I wake up and:
Be independent.
Think about your life.
Be successful (?)
Your needs first.
I fall asleep and dream:
Communities have always fascinated and frightened me at the same time. People who come together with common goals. People who go through sometimes long and complicated processes together. People who share languages and rituals. What is it that makes a group of people a community?
My first community was probably my school class. The second, as is often the case in Italy, was the church. Two communities that, in any case, I had not really chosen. I could only connect on an individual level with the people who were present in my schooling, as we had no collective way of going through education. What mattered in the end was my grade, and no one else's. And the catechism back in 2000, for a queer person like me, did not hold much of a sense of belonging to the Catholic culture of the time. If nothing else, it was an experience that made me feel intimidated by group experiences.
It was theatre, beloved theatre, that made me feel part of a group for the first time in my life, when I was eleven years old. I saw common goals, experiences created, shared languages. The ritual of being on a stage together, of trepidation before entering, of releasing adrenalin once finished. A lot of sharing with these groups, but also a lot of suffering when, for one reason or another, they split up. And so many groups I went through, but never stayed. Always looking for something more stable: against the tide?
I have always, and perhaps continue even now, to complain about the transitory nature of groups. Of how much I struggle to find meaning and space in the perspective of a group that is temporary.
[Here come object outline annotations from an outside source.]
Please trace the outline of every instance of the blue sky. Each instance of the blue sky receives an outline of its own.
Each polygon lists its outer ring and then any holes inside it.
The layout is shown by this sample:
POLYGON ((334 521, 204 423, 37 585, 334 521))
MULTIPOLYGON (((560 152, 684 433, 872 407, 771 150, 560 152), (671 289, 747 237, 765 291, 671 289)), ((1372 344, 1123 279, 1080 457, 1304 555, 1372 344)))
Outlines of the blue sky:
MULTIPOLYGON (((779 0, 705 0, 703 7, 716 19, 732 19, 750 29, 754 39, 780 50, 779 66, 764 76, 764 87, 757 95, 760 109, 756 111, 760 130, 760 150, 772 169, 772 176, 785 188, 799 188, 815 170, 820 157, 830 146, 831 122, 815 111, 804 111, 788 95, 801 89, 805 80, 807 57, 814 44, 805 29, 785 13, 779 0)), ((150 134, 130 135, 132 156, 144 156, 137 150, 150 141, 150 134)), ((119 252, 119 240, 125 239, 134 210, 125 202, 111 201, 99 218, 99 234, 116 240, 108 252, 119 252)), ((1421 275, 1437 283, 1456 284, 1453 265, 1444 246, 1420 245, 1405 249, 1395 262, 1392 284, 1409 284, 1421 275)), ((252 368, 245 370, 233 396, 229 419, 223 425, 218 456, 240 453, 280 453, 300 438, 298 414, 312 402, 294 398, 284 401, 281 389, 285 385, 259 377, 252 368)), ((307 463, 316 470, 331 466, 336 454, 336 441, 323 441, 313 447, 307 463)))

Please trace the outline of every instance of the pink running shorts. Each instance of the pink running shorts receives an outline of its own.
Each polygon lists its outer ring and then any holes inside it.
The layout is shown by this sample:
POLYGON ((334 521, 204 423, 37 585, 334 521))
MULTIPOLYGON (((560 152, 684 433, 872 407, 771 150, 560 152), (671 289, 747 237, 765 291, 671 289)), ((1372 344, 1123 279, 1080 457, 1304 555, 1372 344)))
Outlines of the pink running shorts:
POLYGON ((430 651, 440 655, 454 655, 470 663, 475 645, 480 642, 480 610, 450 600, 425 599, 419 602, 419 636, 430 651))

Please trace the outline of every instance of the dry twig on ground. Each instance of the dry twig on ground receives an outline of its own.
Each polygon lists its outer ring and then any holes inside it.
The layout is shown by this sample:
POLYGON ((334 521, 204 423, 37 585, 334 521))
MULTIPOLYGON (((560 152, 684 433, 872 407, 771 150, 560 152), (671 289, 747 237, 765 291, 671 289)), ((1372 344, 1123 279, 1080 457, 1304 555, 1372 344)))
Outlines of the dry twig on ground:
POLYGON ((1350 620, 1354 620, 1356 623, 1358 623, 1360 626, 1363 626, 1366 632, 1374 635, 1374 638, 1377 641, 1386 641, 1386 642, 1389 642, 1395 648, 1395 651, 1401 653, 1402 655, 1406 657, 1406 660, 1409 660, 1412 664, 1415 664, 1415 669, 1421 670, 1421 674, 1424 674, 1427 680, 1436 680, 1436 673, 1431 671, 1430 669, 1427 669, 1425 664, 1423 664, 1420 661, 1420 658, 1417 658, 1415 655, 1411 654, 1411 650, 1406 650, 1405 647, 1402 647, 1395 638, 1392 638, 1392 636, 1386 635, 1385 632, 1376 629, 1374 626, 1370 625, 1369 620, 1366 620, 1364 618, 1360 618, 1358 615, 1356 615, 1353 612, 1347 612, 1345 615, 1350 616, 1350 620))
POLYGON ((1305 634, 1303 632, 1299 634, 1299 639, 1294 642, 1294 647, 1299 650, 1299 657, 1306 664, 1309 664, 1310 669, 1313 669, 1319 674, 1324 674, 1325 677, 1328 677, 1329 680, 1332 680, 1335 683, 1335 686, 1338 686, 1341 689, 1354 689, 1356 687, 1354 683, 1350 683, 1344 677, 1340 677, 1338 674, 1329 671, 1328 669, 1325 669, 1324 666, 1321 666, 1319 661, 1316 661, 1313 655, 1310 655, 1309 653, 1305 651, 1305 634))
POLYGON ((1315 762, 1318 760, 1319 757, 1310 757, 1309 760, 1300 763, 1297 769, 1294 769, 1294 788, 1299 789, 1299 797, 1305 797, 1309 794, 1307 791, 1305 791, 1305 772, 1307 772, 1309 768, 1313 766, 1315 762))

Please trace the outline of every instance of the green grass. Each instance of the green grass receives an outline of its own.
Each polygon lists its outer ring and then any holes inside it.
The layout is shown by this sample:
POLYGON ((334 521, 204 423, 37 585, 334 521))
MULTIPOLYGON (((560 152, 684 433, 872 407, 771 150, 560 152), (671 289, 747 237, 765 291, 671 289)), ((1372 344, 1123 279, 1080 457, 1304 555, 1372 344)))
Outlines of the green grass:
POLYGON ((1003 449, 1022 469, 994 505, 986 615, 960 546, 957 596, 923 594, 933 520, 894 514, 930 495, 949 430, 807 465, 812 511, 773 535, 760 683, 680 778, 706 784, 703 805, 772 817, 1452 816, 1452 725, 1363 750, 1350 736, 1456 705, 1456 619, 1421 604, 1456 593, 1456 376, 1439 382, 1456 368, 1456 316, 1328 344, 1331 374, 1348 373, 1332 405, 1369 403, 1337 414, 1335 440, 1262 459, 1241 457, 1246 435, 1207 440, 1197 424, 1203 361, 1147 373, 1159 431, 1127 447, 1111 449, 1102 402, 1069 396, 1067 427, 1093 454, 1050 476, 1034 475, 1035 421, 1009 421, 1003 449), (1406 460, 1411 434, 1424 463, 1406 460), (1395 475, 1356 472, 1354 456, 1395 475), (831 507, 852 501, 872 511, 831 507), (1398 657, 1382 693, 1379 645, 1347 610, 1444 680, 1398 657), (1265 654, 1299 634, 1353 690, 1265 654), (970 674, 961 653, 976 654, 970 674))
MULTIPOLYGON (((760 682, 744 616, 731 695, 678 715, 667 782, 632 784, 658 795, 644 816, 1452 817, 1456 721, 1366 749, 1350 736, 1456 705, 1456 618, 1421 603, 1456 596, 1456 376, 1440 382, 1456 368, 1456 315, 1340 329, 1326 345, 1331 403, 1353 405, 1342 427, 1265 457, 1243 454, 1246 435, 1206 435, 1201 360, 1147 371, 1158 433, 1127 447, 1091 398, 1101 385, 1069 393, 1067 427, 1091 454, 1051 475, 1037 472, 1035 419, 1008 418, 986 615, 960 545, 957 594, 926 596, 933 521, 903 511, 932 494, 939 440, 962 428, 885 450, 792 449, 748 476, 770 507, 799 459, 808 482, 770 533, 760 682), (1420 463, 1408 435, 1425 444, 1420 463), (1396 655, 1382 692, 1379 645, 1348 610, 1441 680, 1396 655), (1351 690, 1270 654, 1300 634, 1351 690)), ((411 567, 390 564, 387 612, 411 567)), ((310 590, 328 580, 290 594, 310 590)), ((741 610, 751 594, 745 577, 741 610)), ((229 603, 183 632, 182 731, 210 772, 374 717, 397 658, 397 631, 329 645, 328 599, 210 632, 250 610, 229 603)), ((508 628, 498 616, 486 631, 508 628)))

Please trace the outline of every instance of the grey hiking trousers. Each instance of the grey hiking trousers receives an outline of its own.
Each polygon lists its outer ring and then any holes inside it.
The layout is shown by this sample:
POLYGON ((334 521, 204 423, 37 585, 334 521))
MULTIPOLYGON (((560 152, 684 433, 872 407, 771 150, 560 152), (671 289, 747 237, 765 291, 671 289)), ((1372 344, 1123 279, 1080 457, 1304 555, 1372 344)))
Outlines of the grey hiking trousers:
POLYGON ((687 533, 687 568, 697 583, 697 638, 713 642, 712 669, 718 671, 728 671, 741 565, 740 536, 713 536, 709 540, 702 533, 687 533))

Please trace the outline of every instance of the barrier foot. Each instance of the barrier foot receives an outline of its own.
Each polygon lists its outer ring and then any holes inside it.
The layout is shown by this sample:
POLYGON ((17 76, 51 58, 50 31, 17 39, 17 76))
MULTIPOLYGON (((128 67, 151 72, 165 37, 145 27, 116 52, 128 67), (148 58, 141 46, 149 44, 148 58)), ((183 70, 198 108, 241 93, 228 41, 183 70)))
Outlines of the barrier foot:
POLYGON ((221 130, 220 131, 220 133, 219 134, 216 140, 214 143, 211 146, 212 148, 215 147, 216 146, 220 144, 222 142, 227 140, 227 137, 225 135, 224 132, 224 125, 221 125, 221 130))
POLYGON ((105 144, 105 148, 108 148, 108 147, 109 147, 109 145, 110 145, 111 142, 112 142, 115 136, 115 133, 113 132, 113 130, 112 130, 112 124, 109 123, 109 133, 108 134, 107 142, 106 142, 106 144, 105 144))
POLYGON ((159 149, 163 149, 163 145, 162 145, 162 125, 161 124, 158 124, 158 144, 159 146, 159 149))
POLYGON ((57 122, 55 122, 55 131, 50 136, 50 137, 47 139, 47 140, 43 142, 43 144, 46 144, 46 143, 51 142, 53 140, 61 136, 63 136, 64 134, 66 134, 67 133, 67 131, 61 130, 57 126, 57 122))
Why do we stay together if we know it will end? But then, another set of questions crowds my head:
What will end?
Won't it end anyway?
What does stable mean and what does temporary mean?
What remains with something stable?
What remains with something temporary, and how is it different from something permanent?
These questions I keep dreaming about, I keep suffering them, I keep chewing on them.
In the meantime, I can tell you that in this festival we try to build a temporary community. What does it mean? We try to be together in the best possible way. We try to traverse the space-time of the festival in a collective way, we try to create shared languages, we try to experiment with new rituals and support each other as if we were truly a community that is meant to last, even if in this reality it only lasts a week. What remains of this community? It is probably the ashes of the bonfire, and something that is outside the space-time of the festival. What remains for me is the courage to defend myself from the systemic persuasions that nag at me when I wake up from this beautiful dream that is the Alt-Shift festival.